Het Corporate Europe Observatory, een groepering die analyseert hoeveel invloed de auto-industrie heeft op Europese beleidsmakers, schat dat autobedrijven ten minste zeventig mensen betalen die fulltime aan EU-zaken in Brussel werken. Daarbij zijn de verschillende overkoepelende organisaties die zich bezighouden met distributie, bevoorrading en dealerschap, die ook hoofdkantoren hebben in Brussel, niet meegerekend.
Het aantal transportspecialisten dat voor niet-gouvernementele organisaties werkt, komt waarschijnlijk niet boven de tien. Greenpeace, misschien wel de bekendste milieuorganisatie in Europa, heeft geen transportdeskundige in Brussel. De organisatie wil binnenkort wel iemand aanstellen, zegt een woordvoerster.
De auto-industrie zet ook hulp vanbuiten in, in het bijzonder van pr-kantoren.
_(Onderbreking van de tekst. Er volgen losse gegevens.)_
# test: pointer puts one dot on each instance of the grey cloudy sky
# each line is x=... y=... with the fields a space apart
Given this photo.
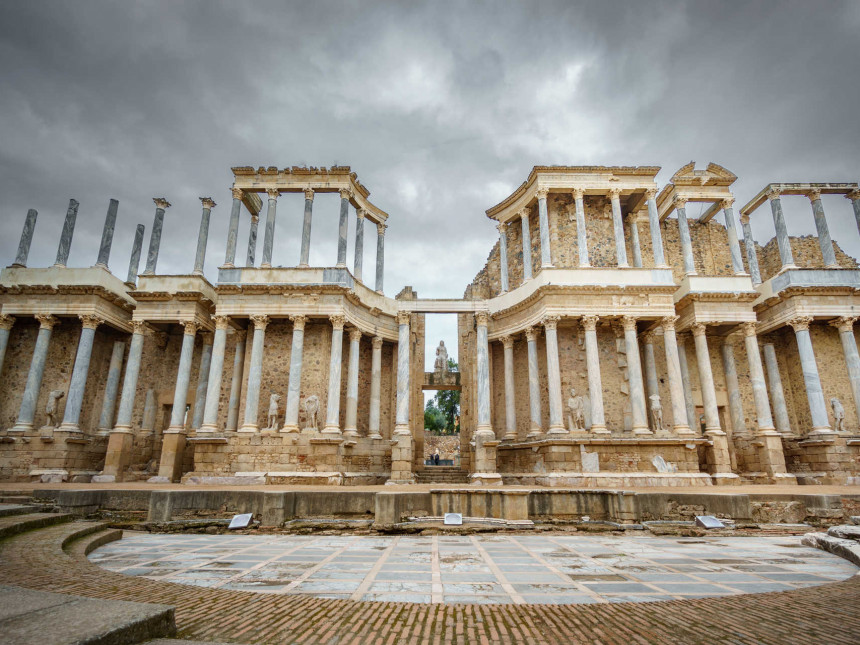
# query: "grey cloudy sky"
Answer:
x=441 y=108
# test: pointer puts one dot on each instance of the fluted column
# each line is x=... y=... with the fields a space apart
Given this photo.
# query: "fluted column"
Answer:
x=27 y=411
x=294 y=388
x=255 y=375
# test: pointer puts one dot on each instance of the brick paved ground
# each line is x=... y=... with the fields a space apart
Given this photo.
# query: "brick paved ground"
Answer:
x=823 y=614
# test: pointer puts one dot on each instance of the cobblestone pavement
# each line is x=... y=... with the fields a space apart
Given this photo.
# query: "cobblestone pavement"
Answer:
x=498 y=569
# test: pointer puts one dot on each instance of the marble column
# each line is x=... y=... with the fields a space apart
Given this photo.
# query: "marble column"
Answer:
x=634 y=372
x=332 y=419
x=294 y=388
x=107 y=235
x=595 y=383
x=26 y=239
x=618 y=227
x=375 y=388
x=581 y=231
x=212 y=397
x=27 y=411
x=305 y=255
x=233 y=230
x=684 y=234
x=749 y=243
x=111 y=387
x=535 y=411
x=343 y=227
x=732 y=233
x=503 y=255
x=782 y=241
x=202 y=380
x=255 y=375
x=351 y=426
x=824 y=241
x=65 y=244
x=203 y=235
x=236 y=380
x=680 y=416
x=510 y=390
x=814 y=393
x=80 y=372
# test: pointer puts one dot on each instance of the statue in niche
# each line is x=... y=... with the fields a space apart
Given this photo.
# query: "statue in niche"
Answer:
x=838 y=414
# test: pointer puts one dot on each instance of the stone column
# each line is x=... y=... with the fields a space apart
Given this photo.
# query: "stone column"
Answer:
x=634 y=372
x=780 y=409
x=107 y=235
x=306 y=228
x=66 y=236
x=595 y=384
x=535 y=412
x=233 y=231
x=255 y=375
x=375 y=387
x=203 y=235
x=111 y=387
x=814 y=393
x=213 y=381
x=161 y=205
x=680 y=417
x=27 y=411
x=343 y=228
x=749 y=243
x=618 y=226
x=202 y=380
x=503 y=255
x=684 y=233
x=824 y=241
x=26 y=239
x=782 y=240
x=732 y=232
x=351 y=428
x=581 y=232
x=236 y=380
x=80 y=372
x=294 y=389
x=510 y=390
x=845 y=325
x=527 y=245
x=654 y=226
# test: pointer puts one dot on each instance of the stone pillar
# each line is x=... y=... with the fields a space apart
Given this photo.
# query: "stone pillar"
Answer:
x=107 y=235
x=26 y=239
x=202 y=380
x=375 y=388
x=824 y=241
x=782 y=240
x=27 y=411
x=634 y=372
x=255 y=375
x=618 y=227
x=351 y=428
x=814 y=393
x=510 y=391
x=213 y=380
x=749 y=243
x=684 y=233
x=111 y=387
x=66 y=236
x=203 y=235
x=535 y=412
x=236 y=380
x=595 y=384
x=294 y=389
x=680 y=417
x=845 y=325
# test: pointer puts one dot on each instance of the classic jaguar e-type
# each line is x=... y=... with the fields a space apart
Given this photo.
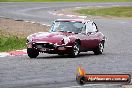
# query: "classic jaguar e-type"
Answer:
x=67 y=36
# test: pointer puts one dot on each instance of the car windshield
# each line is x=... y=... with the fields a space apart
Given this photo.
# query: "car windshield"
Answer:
x=62 y=26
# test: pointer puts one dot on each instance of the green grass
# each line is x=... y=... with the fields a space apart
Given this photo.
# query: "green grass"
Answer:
x=65 y=0
x=111 y=11
x=11 y=42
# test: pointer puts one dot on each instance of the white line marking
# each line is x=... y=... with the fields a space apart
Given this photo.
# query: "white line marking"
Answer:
x=4 y=54
x=33 y=22
x=71 y=15
x=82 y=16
x=60 y=14
x=115 y=5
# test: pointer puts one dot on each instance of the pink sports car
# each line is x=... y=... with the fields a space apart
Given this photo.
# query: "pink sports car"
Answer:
x=67 y=36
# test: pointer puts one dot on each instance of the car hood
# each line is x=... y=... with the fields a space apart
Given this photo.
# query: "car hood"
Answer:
x=50 y=37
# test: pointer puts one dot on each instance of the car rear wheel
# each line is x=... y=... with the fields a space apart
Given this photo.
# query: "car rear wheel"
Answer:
x=99 y=49
x=32 y=53
x=75 y=50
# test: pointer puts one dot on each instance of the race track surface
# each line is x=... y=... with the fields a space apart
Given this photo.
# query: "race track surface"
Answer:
x=53 y=71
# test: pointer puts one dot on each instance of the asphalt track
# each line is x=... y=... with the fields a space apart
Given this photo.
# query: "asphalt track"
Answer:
x=53 y=71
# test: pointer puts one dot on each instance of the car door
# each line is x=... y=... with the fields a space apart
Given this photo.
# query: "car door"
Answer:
x=91 y=33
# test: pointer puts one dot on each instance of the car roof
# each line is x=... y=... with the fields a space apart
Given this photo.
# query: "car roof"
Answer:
x=73 y=20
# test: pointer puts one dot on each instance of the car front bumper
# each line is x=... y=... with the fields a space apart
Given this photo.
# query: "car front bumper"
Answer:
x=50 y=48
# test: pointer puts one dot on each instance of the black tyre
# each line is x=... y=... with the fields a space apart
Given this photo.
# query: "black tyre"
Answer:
x=32 y=53
x=75 y=50
x=99 y=49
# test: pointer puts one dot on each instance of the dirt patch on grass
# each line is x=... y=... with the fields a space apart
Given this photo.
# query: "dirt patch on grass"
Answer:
x=20 y=28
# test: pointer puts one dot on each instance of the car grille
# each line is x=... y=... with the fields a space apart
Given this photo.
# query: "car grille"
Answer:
x=43 y=45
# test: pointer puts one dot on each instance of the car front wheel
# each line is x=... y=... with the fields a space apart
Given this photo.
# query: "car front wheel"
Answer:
x=75 y=50
x=32 y=53
x=99 y=49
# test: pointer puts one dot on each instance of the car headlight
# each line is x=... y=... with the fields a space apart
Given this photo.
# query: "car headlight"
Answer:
x=29 y=39
x=66 y=40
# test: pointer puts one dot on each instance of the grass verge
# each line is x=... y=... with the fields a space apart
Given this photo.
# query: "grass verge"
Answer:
x=109 y=11
x=65 y=0
x=10 y=42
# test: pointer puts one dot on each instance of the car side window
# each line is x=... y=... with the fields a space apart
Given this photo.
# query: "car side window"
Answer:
x=91 y=27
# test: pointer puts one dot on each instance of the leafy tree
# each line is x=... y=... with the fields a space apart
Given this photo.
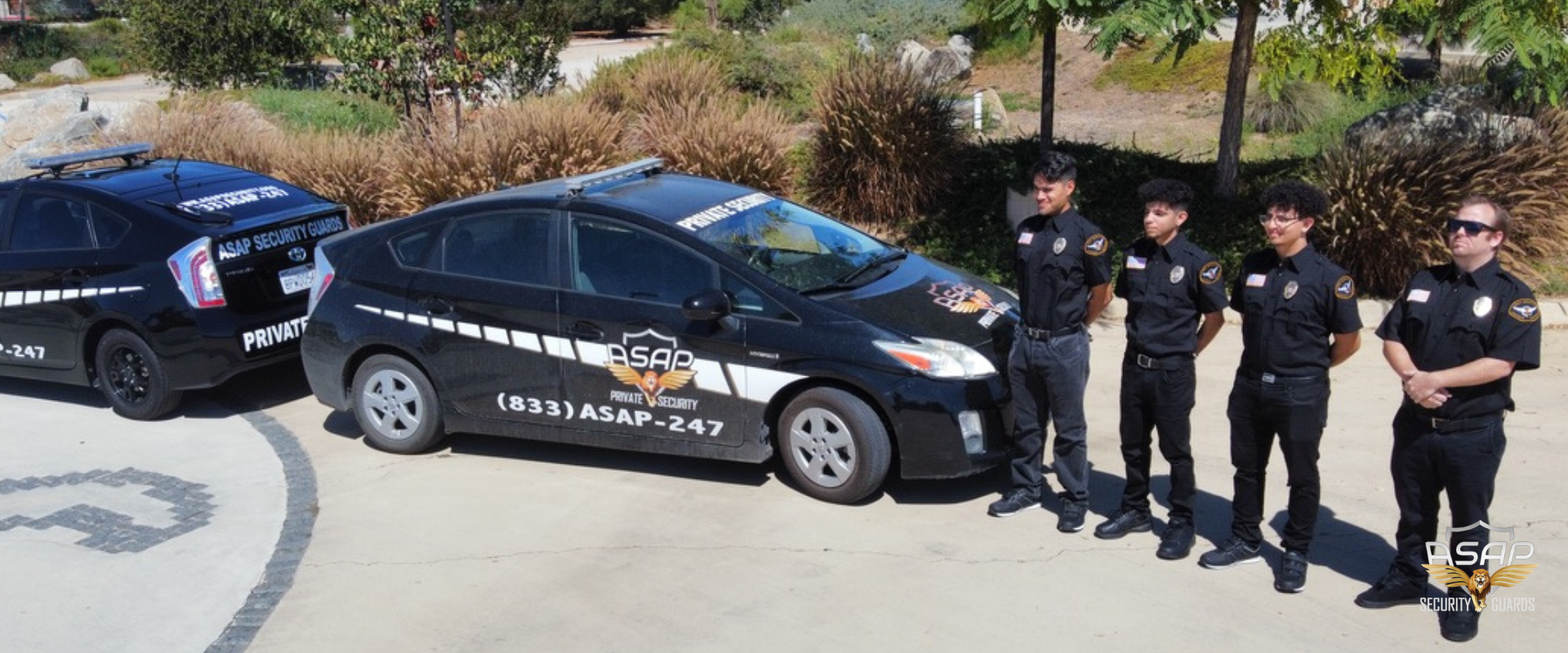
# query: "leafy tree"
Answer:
x=229 y=42
x=412 y=52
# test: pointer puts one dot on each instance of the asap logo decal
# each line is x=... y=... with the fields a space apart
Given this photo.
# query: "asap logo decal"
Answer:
x=963 y=298
x=651 y=364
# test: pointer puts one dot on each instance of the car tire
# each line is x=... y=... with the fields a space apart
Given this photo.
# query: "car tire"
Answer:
x=395 y=406
x=835 y=445
x=132 y=378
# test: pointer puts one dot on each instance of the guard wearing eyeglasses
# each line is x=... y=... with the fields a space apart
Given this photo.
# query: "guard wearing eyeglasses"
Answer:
x=1455 y=337
x=1169 y=284
x=1298 y=318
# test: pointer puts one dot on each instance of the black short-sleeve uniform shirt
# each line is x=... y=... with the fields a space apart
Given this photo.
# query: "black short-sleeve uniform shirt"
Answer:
x=1446 y=318
x=1167 y=288
x=1290 y=307
x=1058 y=260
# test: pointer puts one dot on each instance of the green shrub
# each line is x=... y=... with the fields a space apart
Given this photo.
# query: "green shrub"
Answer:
x=323 y=110
x=1390 y=201
x=722 y=138
x=1300 y=105
x=886 y=146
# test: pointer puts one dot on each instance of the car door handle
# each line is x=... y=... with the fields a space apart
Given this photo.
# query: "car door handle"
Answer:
x=436 y=306
x=586 y=331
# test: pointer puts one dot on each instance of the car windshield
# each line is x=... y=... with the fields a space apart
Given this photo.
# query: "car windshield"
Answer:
x=800 y=248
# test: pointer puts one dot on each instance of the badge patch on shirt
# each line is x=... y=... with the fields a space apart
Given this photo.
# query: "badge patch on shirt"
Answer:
x=1344 y=288
x=1095 y=245
x=1525 y=310
x=1209 y=273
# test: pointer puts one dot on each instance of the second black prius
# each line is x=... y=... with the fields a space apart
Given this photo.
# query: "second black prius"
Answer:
x=647 y=310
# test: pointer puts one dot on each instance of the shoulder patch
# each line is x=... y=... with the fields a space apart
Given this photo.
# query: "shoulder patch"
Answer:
x=1525 y=310
x=1095 y=245
x=1344 y=288
x=1209 y=273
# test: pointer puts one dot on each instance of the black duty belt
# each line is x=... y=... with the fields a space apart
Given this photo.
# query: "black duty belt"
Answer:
x=1276 y=380
x=1463 y=423
x=1048 y=334
x=1159 y=362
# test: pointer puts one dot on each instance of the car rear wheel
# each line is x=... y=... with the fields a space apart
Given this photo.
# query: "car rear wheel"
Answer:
x=835 y=445
x=132 y=378
x=395 y=406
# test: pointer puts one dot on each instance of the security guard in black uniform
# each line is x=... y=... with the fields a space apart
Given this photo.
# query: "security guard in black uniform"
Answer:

WeberShandwick, een van de grootste pr-organisaties in Brussel, werd ingehuurd door DaimlerChrysler, Renault en Volkswagen. Andere bedrijven die de auto-industrie als klant hebben, zijn Cabinet Stewart, Burson Marsteller, Arpi, Athenora en Clan Public Affairs.
Sigrid de Vries, woordvoerster van de European Automobile Manufacturers Association (ACEA), ontkent dat de auto-industrie onevenredig veel invloed heeft. „Als het gaat om klimaatsverandering, dan beheersen milieuorganisaties de publieke arena en de publieke opinie. De David-versus-Goliathvergelijking gaat niet op.”
De meeste autofabrikanten hebben nog een lange weg te gaan voordat ze de beoogde milieudoelen kunnen halen. De Europese Federatie voor Transport en Milieu becijferde dat in 2006 Fiat het best presteert en dat verder ook Citroën, Renault, Ford en Peugeot goed op weg zijn om tegen 2008 de uitstoot van hun auto’s terug te brengen tot 139 g/km, het doel dat de EU had gesteld. Nissan doet het het slechtst, gevolgd door Suzuki, Mazda, Audi, Volvo, BMW en Volkswagen.